Voluntary “pay-as-you-drive” regulations that allow insurers to base premiums on actual miles driven were announced Sept. 3 by the commissioner of the state of California Department of Insurance, Steve Poizner, who is responsible for enforcing insurance-related laws and previously founded SnapTrack, which pioneered technology that put GPS receivers into mobile phones.
“We see some potential in California for using this type of technology because of California’s unique auto-rating regulations, which focus heavily on miles driven,” Toohey said.
TRACKING
“Farmers doesn’t support the use of any technology which would require a customer to be tracked.” The company, the U.S. unit of Zurich Financial Services that bought AIG’s auto-insurance business in April, said the option to be tracked would be made available to customers and only used with their agreement. U.S. insurers are regulated separately in each state.
Insurers have been testing technology to offer pay-as-you-drive insurance in countries including the United Kingdom, the United States and the Netherlands. So far, such insurance lets motorists prepay for the miles they expect to drive during the term of coverage, as with Polis Direct in the Netherlands, which is part of the Dutch automotive trade association BOVAG.
“TELEMATICS’
Aviva, the U.K.’s second-biggest insurer by market value, offered a policy that fitted a blackbox tracker device into cars using “telematics” technology to record journeys. The insurer stopped offering the product last year because it “had to bear the cost of the box and the operating model was very costly for Aviva,” Erik Nelson, a Norwich, U.K.-based spokesman, said in a telephone interview.

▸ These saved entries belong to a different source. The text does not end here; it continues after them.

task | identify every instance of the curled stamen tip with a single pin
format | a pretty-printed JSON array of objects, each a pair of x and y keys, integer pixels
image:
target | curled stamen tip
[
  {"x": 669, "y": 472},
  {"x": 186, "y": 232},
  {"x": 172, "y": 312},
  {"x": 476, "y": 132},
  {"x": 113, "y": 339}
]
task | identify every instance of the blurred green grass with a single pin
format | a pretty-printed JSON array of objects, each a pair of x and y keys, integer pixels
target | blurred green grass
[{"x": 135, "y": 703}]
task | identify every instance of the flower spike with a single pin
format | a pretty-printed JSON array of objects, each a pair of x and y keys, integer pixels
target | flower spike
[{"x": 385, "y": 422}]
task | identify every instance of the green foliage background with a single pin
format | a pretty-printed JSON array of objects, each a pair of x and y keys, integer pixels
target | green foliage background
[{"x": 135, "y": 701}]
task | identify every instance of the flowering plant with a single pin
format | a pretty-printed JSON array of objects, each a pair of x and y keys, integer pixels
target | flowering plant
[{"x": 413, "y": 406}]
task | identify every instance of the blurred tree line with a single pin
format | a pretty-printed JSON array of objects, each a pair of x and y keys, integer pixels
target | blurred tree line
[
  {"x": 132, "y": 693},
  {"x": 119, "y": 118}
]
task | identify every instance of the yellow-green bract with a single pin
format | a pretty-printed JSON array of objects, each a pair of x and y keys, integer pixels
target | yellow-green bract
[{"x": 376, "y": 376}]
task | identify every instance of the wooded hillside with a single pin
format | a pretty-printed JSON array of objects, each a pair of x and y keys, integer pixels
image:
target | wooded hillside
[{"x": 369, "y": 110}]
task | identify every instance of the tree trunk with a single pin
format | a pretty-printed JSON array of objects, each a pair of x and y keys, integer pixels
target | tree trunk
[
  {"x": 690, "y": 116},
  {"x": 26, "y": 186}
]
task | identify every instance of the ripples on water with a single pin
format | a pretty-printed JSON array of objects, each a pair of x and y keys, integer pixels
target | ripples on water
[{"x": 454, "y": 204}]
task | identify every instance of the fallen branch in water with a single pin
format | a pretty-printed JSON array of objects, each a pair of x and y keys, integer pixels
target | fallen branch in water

“We’re looking at various technologies and have set for ourselves an internal deadline for going to market with a usage-based rating option,” Toohey said. “Voluntary tracking measures and technologies may have as much relation or even more relation to accident risk as miles driven. Examples of these risk measures would be car speed, hours of day a customer drives or driving in congested areas.”